Effective biocatalytic synthesis of enentiopure (R)-1,2-diphenylethanol as a pharmaceutical precursor using whole-cell biocatalyst

Optically active alcohols are crucial precursors. 1,2-Diarylethanols and their analogues constitute a significant group of substances of biological significance. The biocatalytic synthesis of (R)-1,2-diphenylethanol ((R)-2), which can be utilized as a precursor to important drugs, is still not at the desired level in terms of substrate amount and production process.
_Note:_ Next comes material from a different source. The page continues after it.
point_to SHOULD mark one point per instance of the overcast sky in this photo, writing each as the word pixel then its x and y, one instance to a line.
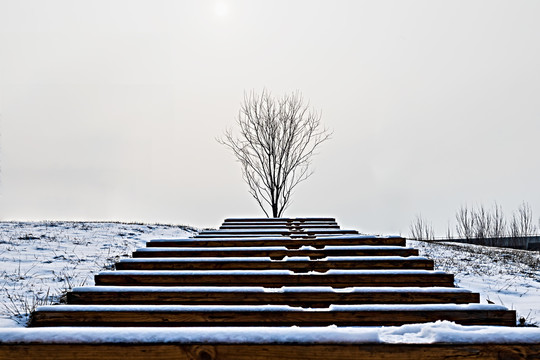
pixel 109 110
This study asymmetrically reduced 1,2-diphenylethanone (1) using the Lactobacillus paracasei BD87E6 biocatalyst and a novel orthogonal quadratic design-embedded optimization approach. The following reaction optimization conditions were determined using the suggested optimization technique: pH = 6, temperature = 31 °C, incubation period = 48 h, and agitation speed=134 rpm. In addition, the reaction conversion was estimated to be 99.38 %, and the product's enantiomeric excess (ee) was estimated to be 99.12 %. Further, (R)-2 was produced with >99 % ee, >99 % conversion, and 98 % yield in the experimental investigation under the established optimum conditions. This study is the first attempt to reduce substrate 1 to (R) or (S)-2 using a mathematical optimization method in the presence of a biocatalyst. Furthermore, on a high-gram scale, 1 (15.70 g) was entirely transformed into (R)-2 (15.54 g, 98 % isolated yield). Notably, this study is also the first to perform the gram-scale production of (R)-2 using a novel optimization approach and a biocatalyst. Finally, the innovative and novel orthogonal quadratic design-embedded optimization technique has been demonstrated as an efficient, cost-effective, and environmentally friendly biocatalytic procedure for synthesizing (R)-2.